In dealing with social emotional issues in the classroom, a lot seems to be involved in our natural reactions as teachers.   If a student is misbehaving, do we “out” him in front of the class?  Send him to the hall?  Speak to him gently?  Use proximity, or a short word or a look?  There are any myriad of responses that could be used, and I have to admit, it is sometimes very difficult to know which one to use in the situation.

Many of the incidences that occur are multi-layered.  Has the student had a bad morning at home?  Are they dealing with a learning disability or ADHD or austism and have trouble dealing with their own situations?  Are there environmental or social stimuli that are contributing to the problem?  Is it their first time disobeying instructions or their 9th in a row?  Did they truly mishear you or were they off in “outer space” when you thought you made yourself clear for the third time?
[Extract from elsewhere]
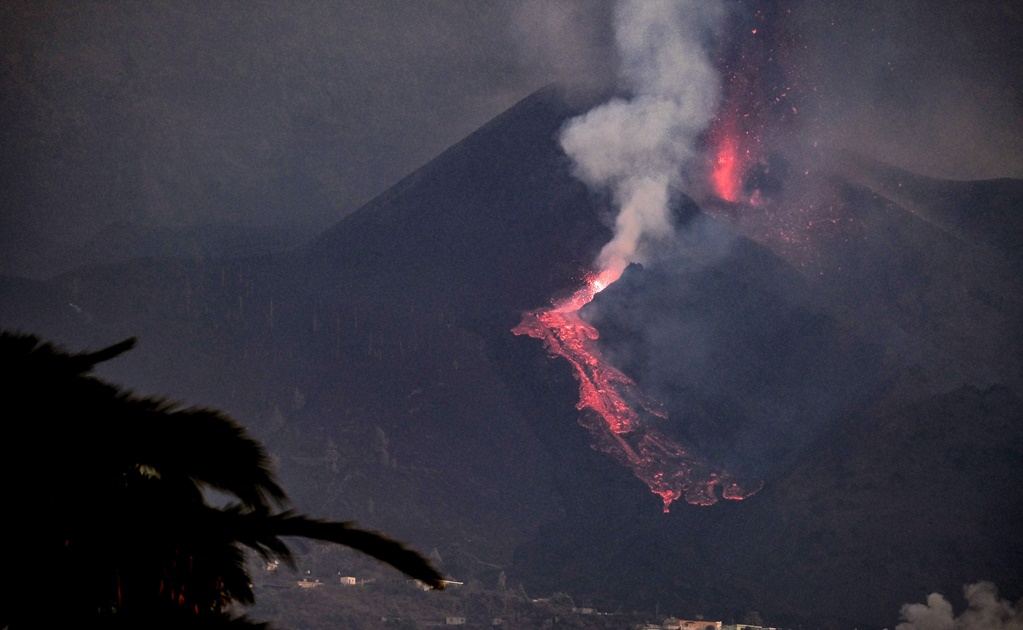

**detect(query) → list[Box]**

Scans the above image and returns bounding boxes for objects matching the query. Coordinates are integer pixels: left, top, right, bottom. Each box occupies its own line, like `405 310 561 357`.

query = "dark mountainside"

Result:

I would like to say that I am moving towards a state of being where I am able to respond with compassion.  Too many times I feel caught up in whatever is going on and perhaps feel stressed out myself and don’t seem to be able to give a response that elicits the behaviour that I desire.  I have been pondering over this phenomena and am wondering about whether this is even the right question.  Am I then asking if I can change a child’s behaviour or reaction based on how I myself am reacting?  I suppose I will have some sort of influence- if I give them the “stern eye” I will no doubt cause some sort of discomfort in them- perhaps an unsettled feeling, perhaps defiance, perhaps something neutral if they have learned to tune me out.  Or if I smile I will probably receive some sort of positive acknowledgement in return, but I cannot rely on myself to always be able to do that.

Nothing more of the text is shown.